François Crochet, Chêne Marchand, Sancerre 2007 : sols calcaires.
La robe est or pâle avec des reflets verts. De la brillance et de l’éclat. Le nez est très complexe :poire, acacia, et craie. La bouche montre un joli gras et une trame très suave à l’attaque, relayée par un support acide marqué qui apporte une très grande fraîcheur. Si le fruit est marqué, c’est la minéralité qui l’emporte pour le plus grand plaisir du dégustateur : c’est à la fois incisif et gourmand. Remarquable longueur minérale : Excellent vin, coup de cœur !
Alphonse Mellot, La Moussière, Sancerre 2008 : Marnes Kimméridgiennes
Or pâle à reflets verts. Le nez est complexe et allie finement un boisé présent à des saveurs minérales et fruitées. La réglisse est notable. La bouche est bâtie sur un bon support acide. La matière semble un peu fluette par rapport aux meilleurs vins de l’appellation. C’est néanmoins un vin savoureux et complet qui avec cet élevage perceptible prend des allures chiques. Belle longueur.
Henri Pellé, Blanchais, Menetou Salon 2007 : marnes kimméridgiennes avec quelques silex
Or pâle, reflets verts, bien sûr. De la brillance. Les larmes sont évidentes sur les parois du verre. Le nez est complexe et mérite que l’on s’y arrête : minéral d’abord, puis la poire apparaît avant une touche florale. Anis à l’aération. En bouche, c’est le volume qui frappe. Le fruit est bien présent alors que la minéralité se cache un peu pour le moment. Un vin savoureux, riche que sans doute un supplément d’acidité aurait rehaussé et tendre davantage. Belle longueur. Légère déception pour ce vin que j’attendais plus minéral.
Michel Redde, Les Champs Billons, Pouilly Fumé 2005 : argilo calcaire, portlandien
Le nez est assez discret et s’ouvre doucement sur des notes de raisin croquant. Belle finesse au nez. La bouche est un peu décevante : certes la matière est dense, mais l’expression est bien discrète. Finale légèrement amère que plus de tension aurait porté. Longueur moyenne. Soit ce vin est fermé à double tour, soit il montre ses limites.

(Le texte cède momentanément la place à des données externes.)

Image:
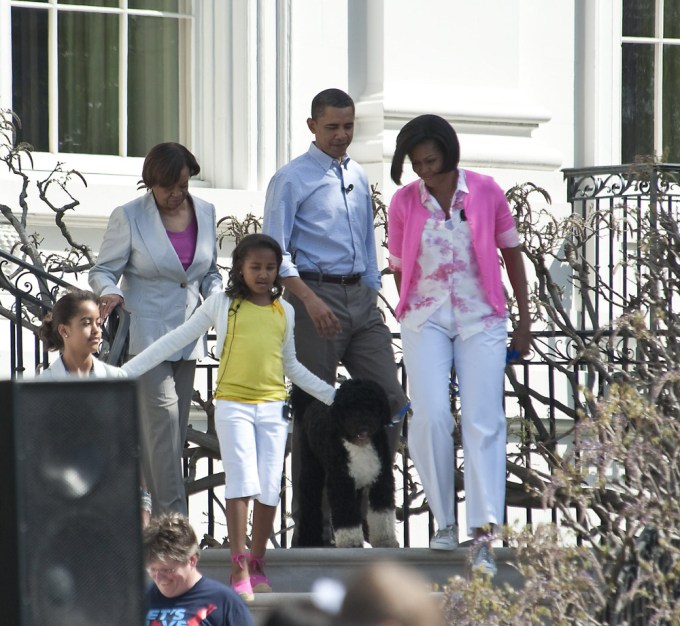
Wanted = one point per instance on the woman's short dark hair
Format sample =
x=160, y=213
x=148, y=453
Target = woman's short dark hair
x=236, y=286
x=164, y=163
x=335, y=98
x=420, y=130
x=63, y=311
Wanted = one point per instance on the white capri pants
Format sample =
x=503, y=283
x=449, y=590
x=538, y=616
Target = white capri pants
x=253, y=445
x=429, y=354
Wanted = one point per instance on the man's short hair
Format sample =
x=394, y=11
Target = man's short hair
x=169, y=537
x=336, y=98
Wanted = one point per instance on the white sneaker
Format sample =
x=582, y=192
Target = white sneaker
x=482, y=560
x=445, y=538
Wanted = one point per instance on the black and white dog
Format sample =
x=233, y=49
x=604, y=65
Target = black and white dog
x=344, y=448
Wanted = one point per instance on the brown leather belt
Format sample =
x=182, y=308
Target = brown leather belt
x=350, y=279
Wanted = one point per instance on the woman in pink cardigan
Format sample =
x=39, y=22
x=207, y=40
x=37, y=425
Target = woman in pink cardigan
x=444, y=231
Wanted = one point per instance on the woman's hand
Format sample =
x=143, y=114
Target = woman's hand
x=108, y=303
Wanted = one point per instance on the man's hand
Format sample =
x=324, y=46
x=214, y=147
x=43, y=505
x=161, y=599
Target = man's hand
x=325, y=322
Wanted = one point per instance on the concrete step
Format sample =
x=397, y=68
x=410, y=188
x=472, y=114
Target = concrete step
x=293, y=571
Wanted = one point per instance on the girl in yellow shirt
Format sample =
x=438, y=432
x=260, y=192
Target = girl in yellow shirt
x=256, y=348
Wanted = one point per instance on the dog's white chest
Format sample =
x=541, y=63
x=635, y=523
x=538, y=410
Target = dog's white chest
x=364, y=464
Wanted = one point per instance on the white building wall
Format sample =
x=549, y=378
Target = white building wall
x=531, y=87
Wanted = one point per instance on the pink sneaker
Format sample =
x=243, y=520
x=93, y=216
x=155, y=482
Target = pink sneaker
x=242, y=587
x=258, y=580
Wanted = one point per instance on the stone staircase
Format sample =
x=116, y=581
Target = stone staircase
x=293, y=571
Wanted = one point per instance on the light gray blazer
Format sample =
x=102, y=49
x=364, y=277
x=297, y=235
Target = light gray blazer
x=214, y=313
x=159, y=293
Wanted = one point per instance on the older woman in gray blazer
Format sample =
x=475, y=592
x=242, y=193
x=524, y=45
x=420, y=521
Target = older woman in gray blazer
x=162, y=248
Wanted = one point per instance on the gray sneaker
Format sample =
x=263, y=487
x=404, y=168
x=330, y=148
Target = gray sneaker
x=482, y=560
x=445, y=538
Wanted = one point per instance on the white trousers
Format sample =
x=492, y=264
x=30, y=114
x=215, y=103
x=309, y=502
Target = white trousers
x=429, y=354
x=253, y=445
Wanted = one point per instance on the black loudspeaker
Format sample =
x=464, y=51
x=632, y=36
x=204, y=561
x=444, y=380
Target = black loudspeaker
x=70, y=518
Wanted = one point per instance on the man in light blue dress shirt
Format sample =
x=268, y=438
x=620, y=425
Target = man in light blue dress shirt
x=318, y=207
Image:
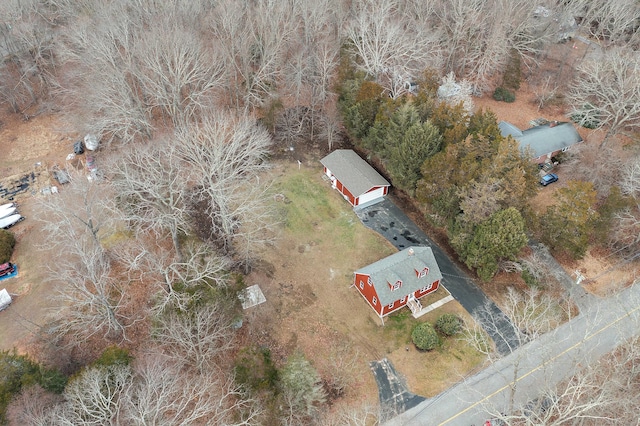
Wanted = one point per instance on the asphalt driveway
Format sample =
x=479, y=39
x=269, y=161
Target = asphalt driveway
x=392, y=223
x=395, y=397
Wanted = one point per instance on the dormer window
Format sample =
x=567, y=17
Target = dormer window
x=422, y=273
x=395, y=286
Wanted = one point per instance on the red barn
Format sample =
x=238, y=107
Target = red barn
x=356, y=180
x=399, y=280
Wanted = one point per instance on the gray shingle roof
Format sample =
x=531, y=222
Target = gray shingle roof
x=354, y=173
x=402, y=266
x=542, y=139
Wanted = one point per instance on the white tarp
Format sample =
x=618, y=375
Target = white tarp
x=5, y=299
x=251, y=296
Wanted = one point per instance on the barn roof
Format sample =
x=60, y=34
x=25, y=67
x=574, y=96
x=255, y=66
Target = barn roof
x=353, y=172
x=543, y=139
x=402, y=266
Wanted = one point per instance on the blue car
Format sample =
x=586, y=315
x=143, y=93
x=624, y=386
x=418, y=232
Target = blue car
x=548, y=178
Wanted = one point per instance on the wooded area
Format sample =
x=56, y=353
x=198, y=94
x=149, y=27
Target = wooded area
x=191, y=98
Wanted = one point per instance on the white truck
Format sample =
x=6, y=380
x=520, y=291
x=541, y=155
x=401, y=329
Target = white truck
x=9, y=221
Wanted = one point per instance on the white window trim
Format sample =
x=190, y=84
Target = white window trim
x=426, y=288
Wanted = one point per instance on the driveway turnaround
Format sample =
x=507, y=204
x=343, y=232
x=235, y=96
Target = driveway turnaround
x=533, y=368
x=392, y=223
x=395, y=397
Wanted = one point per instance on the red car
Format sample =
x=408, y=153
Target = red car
x=7, y=269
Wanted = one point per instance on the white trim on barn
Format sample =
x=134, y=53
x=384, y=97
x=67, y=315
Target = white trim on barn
x=354, y=178
x=371, y=195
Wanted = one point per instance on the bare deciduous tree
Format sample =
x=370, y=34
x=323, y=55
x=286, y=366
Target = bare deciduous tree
x=531, y=314
x=163, y=393
x=177, y=70
x=606, y=92
x=388, y=48
x=91, y=298
x=253, y=41
x=93, y=397
x=197, y=336
x=150, y=183
x=477, y=36
x=609, y=21
x=148, y=260
x=227, y=155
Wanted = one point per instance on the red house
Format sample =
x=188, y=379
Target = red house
x=399, y=280
x=356, y=180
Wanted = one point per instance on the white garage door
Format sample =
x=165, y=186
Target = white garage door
x=370, y=196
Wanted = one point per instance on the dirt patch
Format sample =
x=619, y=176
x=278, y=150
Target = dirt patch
x=29, y=149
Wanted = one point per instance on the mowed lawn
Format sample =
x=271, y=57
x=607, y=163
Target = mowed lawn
x=312, y=306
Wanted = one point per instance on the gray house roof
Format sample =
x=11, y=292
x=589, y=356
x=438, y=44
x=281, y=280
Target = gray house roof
x=542, y=139
x=402, y=266
x=354, y=173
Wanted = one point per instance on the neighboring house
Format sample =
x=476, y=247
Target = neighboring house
x=399, y=280
x=356, y=180
x=545, y=140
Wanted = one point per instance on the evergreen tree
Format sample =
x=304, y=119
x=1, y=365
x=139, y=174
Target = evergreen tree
x=566, y=226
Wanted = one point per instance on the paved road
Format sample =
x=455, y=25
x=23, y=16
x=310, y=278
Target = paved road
x=387, y=219
x=522, y=375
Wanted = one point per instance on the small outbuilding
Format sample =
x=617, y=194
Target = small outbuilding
x=545, y=141
x=354, y=178
x=399, y=280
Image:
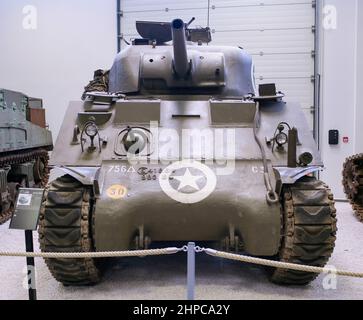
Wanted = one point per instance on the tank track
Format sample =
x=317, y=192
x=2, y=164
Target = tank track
x=19, y=158
x=66, y=225
x=309, y=233
x=353, y=183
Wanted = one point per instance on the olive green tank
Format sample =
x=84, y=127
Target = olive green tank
x=175, y=143
x=24, y=145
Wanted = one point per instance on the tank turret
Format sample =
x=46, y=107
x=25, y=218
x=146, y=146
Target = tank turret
x=181, y=64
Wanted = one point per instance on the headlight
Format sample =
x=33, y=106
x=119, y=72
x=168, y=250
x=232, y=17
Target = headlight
x=305, y=159
x=91, y=130
x=281, y=139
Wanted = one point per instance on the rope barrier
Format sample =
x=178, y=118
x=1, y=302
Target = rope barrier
x=173, y=250
x=279, y=264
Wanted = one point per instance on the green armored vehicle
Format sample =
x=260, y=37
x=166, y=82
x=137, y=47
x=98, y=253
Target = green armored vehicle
x=24, y=146
x=353, y=183
x=181, y=146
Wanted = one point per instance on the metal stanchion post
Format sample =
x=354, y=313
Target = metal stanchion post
x=191, y=271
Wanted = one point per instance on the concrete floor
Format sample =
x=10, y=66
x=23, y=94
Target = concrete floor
x=165, y=277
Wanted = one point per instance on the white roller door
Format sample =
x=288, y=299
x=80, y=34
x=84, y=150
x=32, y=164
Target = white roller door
x=278, y=33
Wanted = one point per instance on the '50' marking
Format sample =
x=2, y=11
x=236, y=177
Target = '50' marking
x=121, y=169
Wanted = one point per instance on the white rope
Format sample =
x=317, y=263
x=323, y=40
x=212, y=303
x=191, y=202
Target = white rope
x=279, y=264
x=169, y=251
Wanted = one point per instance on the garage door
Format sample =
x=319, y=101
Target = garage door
x=279, y=34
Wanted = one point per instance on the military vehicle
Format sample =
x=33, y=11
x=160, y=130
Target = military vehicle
x=353, y=183
x=182, y=146
x=24, y=146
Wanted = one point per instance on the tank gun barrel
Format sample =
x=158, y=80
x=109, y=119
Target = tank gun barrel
x=181, y=63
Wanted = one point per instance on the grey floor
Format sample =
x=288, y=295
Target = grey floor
x=165, y=277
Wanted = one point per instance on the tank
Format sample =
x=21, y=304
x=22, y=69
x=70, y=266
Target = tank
x=181, y=146
x=24, y=145
x=353, y=183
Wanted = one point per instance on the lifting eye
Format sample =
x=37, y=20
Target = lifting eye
x=135, y=141
x=91, y=130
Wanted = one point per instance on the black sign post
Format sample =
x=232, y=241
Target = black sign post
x=26, y=217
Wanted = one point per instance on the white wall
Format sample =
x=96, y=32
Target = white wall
x=342, y=89
x=56, y=61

Claude Lafond, Clos des Messieurs, Reuilly 207 : sol sableux et argilo graveleux
Si le nez est assez discret sur des notes de fleurs blanches et d’agrumes bien mûres, la bouche est bien plus éloquente : un très beau volume, une texture onctueuse et une grande gourmandise des saveurs sur des notes fruitées d’agrumes. L’équilibre est excellent pour ce vin de plaisir vraiment étonnant. Opulent, riche et mûr, mais très équilibré : Bravo !
Jacques Rouzé, Vignes d’Antan, Quincy 2008 : alluvions anciennes, sables, graves et argiles
Robe or pâle, assez légère, bel éclat. Nez extraverti de vin très jeune, un peu chewing-gum à la chlorophylle. La bouche est un peu sur ce registre, très jeune, un peu simple sur des saveurs fruitées un peu entêtantes. Fine perle, longueur moyenne. Difficile à juger.